Inside Block’s AI-Native Organization

Like everyone, I’m very curious how AI will impact individual jobs and more importantly, company organizational models. Initially AI seemed to be affecting individual contributor roles. Now we are starting to see real innovation emerge for AI-enabled organizational design. One of the most interesting is what Block is doing under Jack Dorsey.
In February 2026, Block laid off 40% of its staff, citing gains from AI. Here's Jack's announcement:
The layoffs aren't the story. This is a public case study where a CEO is explicitly saying AI changes a company's fundamental structure. This is where AI impacts management itself.

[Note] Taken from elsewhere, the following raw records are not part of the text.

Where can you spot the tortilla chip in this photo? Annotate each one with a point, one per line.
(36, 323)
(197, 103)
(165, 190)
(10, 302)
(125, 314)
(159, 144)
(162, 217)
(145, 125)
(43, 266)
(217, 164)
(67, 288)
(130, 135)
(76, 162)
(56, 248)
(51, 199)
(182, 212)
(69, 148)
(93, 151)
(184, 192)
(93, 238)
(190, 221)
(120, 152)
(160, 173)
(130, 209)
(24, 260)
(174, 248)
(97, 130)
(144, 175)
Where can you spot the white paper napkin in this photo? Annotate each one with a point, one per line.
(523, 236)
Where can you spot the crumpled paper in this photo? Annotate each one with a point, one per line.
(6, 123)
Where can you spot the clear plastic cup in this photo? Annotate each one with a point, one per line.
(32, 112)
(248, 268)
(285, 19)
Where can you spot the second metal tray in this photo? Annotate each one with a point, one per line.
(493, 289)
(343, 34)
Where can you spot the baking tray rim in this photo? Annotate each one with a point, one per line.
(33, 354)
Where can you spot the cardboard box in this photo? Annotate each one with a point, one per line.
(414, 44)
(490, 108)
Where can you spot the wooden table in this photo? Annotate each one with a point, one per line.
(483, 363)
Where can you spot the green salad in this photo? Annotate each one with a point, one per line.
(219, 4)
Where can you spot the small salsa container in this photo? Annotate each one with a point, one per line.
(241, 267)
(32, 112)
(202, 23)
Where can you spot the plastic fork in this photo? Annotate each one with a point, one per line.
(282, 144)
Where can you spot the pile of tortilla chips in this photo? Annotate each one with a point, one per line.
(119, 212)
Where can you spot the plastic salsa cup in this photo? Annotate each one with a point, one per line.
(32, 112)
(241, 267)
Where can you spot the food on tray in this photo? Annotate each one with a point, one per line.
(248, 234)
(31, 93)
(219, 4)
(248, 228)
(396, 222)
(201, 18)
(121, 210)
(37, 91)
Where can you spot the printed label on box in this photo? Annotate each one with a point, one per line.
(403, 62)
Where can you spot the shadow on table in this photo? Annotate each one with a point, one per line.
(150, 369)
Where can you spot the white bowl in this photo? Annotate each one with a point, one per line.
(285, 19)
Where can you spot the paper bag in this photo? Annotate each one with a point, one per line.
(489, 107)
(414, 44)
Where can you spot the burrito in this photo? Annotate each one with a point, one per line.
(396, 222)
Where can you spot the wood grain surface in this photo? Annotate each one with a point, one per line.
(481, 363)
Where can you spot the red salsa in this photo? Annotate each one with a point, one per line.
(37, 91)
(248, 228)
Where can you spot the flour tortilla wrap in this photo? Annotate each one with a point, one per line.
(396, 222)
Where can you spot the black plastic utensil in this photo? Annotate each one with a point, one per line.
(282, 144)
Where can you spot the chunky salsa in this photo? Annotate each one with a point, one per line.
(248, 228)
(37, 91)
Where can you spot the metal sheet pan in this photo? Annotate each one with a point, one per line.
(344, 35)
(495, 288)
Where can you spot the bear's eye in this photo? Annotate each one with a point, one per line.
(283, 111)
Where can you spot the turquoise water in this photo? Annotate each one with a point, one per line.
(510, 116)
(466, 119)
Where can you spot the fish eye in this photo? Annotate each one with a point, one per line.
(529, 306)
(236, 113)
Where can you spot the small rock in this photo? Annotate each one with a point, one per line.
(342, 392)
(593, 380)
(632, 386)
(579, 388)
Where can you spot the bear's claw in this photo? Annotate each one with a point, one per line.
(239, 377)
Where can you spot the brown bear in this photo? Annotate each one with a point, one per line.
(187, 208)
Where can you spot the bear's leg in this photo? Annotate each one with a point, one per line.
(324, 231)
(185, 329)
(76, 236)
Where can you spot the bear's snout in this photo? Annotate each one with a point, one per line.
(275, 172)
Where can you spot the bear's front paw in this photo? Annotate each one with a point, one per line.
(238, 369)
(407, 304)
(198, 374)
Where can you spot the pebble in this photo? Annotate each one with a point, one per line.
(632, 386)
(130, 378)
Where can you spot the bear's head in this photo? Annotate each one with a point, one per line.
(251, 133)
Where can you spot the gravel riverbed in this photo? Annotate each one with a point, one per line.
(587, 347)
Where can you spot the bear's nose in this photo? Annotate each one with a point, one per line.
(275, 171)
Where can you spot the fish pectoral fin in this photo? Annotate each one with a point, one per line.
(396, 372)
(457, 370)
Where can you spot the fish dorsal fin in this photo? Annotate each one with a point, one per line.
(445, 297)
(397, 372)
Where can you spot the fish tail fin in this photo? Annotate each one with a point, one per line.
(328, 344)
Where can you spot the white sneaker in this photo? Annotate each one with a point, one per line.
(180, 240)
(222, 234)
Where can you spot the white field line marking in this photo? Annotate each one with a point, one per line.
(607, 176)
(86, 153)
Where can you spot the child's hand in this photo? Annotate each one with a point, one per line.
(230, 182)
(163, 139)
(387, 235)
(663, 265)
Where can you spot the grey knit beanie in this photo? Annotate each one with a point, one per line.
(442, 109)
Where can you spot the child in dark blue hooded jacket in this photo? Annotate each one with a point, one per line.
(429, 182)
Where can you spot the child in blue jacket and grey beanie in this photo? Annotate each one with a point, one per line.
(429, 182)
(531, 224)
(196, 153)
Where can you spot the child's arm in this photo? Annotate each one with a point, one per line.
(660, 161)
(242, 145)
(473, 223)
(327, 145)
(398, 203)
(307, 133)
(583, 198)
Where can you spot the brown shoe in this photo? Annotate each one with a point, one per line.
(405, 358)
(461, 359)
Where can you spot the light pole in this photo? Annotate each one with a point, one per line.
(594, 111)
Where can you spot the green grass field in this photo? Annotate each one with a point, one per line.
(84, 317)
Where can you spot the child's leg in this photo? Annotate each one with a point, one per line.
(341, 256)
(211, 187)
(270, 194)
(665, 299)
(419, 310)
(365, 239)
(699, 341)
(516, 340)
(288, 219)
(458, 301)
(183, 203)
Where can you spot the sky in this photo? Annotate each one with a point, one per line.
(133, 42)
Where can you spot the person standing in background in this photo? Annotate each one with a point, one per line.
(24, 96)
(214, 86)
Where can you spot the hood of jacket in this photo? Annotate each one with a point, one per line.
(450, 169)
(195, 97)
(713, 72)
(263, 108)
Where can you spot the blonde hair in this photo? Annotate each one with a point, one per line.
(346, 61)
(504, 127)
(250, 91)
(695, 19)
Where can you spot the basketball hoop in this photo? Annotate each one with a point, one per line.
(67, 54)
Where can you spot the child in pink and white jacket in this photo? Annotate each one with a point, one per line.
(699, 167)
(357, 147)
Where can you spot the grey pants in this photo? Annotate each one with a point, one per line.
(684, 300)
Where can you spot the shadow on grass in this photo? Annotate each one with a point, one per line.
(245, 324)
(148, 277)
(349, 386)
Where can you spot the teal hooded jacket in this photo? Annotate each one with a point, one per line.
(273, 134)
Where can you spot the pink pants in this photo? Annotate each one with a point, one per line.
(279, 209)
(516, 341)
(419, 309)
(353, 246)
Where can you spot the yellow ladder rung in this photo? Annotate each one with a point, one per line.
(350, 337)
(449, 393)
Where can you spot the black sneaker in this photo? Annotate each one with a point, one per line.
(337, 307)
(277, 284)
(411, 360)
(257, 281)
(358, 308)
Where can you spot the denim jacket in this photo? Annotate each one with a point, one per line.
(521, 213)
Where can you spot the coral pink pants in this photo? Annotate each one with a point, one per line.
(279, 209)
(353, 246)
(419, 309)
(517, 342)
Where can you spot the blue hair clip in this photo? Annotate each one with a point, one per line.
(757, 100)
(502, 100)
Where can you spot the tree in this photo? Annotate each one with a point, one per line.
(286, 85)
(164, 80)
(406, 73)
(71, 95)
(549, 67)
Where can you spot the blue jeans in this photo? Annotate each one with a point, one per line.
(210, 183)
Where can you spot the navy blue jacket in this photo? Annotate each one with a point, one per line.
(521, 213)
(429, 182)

“we’re already seeing that the intelligence tools we’re creating and using, paired with smaller and flatter teams, are enabling a new way of working which fundamentally changes what it means to build and run a company. and that’s accelerating rapidly.”
– Jack Dorsey, Block Head
If you want to hear more about this directly from Jack, this is worth watching:
Block is showing what it looks like to fundamentally rethink the role of AI and organization design, ultimately harnessing AI to increase speed as a compounding competitive advantage.
Traditional Organizational Models
Before we dive into what Block is doing, it helps to ground ourselves in how most companies currently operate. Most organizational design stems from the hierarchical models implemented during the industrial revolution and those models evolved from military structures. For example, the military formalized the distinction between "line" and "staff" functions. Line advances the core mission. Staff provides specialized support. Corporations still use this vocabulary today.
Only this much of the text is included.